AUGUSTA, Ga. — The stranger in front of the room was saying the right sorts of things. He was talking about morals and responsibilities. He was talking about lies and deceptions. He was talking about mistakes and apologies.
Finally, there was a version of Tiger Woods that made you want to believe in him all over again.
The question is: Can you?
For Woods, and for the rest of us, this is the only part of the debate that still matters. His apologies have sounded insincere, and his explanations have seemed incomplete. What remains is this: Do you believe Woods? Furthermore, do you believe in Woods?
And, for crying out loud, who is this guy?
Oh, it would be terrific to believe that Woods was really the guy who spent 35 minutes in the media room Monday, answering most of the questions thrown at him. This Woods seemed less scripted, less controlling. This Woods seemed vulnerable, wounded.
But was it real?
Or was it yet another bit of misdirection by a star nobody really knows?
If you want to blame anyone for this level of skepticism, blame Woods. He earned it. By his own admission, he has lied and deceived everyone around him for a very long time now.
These days, Woods is so many things to so many people. He is the exuberant golfer who conquered the sport at an early age. He is the ubiquitous pitchman who had his pick of endorsements. He is the star of every sleazy headline on every gossip Web site. He is the athlete who seemed to be addicted to sex and apologizing for it.
But at the dark core of his soul, in the hidden part of his heart that outsiders never see, who is Tiger Woods? Sportsman? Salesman? Skank? Some combination of all of it? Is he a good guy who did a bad thing (several times)? Or a bad guy who only wants to get back the life he had before his transgressions were uncovered?
Before you decide whether you are going to support him in his attempt to wash the tarnish off the family name, don't you need to know?
Say this much for Woods. He certainly performed well Monday at Augusta National. In his first three attempts at explaining himself, Woods had come across as packaged and as marketed as, say, Norwegian Salmon. Looking back, those three sessions might have done him more harm than good.
This time, however, Woods hit most of the right notes. For instance, there was one moment when Woods talked about how much it hurt to miss son Charlie's first birthday because he was in rehab and how he vowed never to miss another one. It was a raw, honest comment that summed up the damage Woods had caused. Even if you didn't approve of Woods, for a moment, you could feel his pain.
Still, there were moments when Woods stopped short of complete disclosure. He never said the words "sex" or "cheating" or "adultery" or "Perkins waitress." His explanations were vague, sweeping statements like "the things I've done" or "the life I was living." When asked about the details of his traffic accident, Woods merely said he had been fined and the case was closed. He kept talking about rehab, but he wouldn't say what kind.

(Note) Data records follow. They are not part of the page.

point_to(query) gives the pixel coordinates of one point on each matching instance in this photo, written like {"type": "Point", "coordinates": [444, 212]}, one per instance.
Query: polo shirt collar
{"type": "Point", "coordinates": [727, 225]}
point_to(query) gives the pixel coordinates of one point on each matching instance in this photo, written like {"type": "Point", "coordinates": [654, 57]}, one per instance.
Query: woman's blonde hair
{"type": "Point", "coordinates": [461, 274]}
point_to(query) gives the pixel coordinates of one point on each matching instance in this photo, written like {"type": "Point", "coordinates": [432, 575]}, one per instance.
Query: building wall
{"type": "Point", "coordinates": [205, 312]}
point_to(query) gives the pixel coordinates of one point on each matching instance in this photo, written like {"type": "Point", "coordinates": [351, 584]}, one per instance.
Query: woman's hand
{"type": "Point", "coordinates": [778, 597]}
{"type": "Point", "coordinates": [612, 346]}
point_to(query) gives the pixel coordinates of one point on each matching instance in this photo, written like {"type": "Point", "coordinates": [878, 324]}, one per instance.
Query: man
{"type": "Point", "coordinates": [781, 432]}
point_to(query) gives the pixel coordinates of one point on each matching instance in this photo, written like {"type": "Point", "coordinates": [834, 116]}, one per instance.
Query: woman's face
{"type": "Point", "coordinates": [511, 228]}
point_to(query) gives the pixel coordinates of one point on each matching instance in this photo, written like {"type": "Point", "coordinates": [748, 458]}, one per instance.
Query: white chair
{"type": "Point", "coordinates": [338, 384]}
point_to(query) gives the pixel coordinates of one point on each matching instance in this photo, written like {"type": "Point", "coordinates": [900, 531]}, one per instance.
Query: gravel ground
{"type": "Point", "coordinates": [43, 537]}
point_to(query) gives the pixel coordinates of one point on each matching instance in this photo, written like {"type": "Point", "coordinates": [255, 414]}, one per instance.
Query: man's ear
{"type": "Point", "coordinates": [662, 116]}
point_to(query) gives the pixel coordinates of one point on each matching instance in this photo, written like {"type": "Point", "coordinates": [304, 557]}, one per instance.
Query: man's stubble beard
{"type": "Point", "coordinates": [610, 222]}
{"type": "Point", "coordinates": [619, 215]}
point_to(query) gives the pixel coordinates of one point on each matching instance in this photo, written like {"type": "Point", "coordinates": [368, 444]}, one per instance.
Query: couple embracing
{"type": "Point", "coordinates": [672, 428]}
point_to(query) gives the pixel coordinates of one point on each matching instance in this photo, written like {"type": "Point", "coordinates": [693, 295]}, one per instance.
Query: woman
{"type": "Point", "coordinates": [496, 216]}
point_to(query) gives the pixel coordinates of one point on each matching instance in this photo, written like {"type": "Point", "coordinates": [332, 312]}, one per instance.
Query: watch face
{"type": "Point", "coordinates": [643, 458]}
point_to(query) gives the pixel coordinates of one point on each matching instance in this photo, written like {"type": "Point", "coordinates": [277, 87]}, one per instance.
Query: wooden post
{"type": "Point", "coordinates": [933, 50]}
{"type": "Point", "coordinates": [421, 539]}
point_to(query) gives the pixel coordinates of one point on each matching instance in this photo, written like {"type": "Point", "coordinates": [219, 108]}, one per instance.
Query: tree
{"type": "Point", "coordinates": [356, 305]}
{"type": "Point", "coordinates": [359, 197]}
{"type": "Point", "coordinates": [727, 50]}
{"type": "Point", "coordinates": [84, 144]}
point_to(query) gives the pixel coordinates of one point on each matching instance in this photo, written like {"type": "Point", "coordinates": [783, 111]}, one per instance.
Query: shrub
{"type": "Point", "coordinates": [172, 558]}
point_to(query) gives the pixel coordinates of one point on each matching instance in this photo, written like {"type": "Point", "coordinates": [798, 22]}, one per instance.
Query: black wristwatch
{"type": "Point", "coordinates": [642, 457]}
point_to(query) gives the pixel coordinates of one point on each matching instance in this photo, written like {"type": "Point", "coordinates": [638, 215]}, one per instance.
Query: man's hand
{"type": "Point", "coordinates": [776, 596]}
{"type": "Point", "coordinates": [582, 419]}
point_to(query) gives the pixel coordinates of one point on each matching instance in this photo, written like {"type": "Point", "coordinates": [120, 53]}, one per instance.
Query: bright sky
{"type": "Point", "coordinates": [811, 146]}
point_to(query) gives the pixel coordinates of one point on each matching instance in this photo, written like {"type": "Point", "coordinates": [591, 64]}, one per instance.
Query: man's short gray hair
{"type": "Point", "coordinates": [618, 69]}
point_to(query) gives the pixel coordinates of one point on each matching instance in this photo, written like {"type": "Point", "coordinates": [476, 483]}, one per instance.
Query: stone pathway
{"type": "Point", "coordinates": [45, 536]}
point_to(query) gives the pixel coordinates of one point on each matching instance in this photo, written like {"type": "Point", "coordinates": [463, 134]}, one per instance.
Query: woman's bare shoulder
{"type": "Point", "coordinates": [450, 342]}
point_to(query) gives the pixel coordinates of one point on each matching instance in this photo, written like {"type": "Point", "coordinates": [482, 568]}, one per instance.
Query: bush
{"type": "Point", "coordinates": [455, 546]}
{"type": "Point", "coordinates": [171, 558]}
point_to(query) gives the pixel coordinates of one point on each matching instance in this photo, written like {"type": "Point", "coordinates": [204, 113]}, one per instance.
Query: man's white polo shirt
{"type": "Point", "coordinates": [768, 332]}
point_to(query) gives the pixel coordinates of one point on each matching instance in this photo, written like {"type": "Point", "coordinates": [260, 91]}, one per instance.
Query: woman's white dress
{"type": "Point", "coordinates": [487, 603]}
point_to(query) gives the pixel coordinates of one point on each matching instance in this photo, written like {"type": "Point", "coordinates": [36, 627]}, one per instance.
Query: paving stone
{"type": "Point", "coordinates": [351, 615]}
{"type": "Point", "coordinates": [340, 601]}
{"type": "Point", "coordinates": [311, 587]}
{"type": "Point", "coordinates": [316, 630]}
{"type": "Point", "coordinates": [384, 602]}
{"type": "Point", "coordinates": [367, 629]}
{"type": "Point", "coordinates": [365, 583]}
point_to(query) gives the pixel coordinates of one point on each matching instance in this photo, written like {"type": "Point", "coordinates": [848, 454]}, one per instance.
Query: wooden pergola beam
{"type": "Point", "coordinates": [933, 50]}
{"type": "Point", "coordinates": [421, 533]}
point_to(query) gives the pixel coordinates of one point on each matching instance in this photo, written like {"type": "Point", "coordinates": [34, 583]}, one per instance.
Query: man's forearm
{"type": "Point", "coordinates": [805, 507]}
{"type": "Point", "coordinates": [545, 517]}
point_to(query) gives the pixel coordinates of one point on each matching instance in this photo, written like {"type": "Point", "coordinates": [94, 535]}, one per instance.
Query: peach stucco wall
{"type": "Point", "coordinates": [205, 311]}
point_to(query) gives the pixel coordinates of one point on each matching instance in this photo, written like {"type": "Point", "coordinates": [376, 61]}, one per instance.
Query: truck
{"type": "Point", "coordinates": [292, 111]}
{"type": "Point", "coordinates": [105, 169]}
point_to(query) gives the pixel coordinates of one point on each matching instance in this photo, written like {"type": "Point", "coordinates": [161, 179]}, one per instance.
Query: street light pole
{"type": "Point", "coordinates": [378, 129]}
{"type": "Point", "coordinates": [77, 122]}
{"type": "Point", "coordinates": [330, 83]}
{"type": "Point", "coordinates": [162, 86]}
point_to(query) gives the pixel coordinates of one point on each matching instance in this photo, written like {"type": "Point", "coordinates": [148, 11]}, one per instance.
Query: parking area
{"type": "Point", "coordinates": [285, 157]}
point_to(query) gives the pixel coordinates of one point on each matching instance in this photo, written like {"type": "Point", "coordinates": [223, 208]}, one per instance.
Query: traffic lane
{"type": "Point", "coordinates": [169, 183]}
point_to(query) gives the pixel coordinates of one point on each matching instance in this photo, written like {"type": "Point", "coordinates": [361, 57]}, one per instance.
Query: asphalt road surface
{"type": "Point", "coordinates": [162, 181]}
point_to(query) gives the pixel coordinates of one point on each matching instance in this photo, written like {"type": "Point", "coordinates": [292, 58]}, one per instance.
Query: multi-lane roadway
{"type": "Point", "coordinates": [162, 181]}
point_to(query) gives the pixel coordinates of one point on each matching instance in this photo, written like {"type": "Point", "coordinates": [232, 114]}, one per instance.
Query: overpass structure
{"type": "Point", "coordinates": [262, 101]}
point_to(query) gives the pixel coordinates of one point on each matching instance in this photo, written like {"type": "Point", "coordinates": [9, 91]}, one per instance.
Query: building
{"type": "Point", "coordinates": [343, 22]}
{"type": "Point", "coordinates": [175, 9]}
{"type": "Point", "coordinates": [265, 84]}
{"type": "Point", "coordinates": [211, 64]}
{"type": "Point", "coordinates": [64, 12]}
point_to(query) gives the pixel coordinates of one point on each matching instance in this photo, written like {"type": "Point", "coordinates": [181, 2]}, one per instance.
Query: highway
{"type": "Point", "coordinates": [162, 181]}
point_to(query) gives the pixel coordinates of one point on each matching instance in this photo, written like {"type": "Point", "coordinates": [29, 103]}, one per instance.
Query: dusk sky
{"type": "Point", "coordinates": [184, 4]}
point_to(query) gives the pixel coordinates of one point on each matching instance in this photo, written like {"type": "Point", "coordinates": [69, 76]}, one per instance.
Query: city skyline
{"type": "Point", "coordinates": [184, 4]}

What Woods lacked in details, however, he seemed to make up for in understanding. Even while playing his practice round, he was more interactive with fans. He seemed to have more fun. He seemed to realize if he is going to win over the public, he cannot be the same distant, hotheaded golfer he has been. He has to let people get to know him if he wants them to trust him.
Who knows Tiger Woods? Maybe nobody. He was so big so fast that his marketing firm swept him away. I didn't know him, you didn't know him, his wife didn't know him. Heck, Tiger might not have known him.
"You know, I fooled myself as well," Woods said. "I lied to a lot of people, deceived a lot of people, kept others in the dark, rationalized, and even lied to myself."
Here's the question. If a guy lied to you yesterday, do you believe him today? If he fooled you when he was juggling more than a dozen mistresses, couldn't he fool you now?
And maybe that's the key. Maybe we shouldn't talk about apologies because, after all, none of us felt any pain when he cheated. Maybe we shouldn't ask for explanations, because no explanation is going to be good enough.
What we are left with is another piece of evidence to the true identity of a golfer. This one has a bit of sleaze.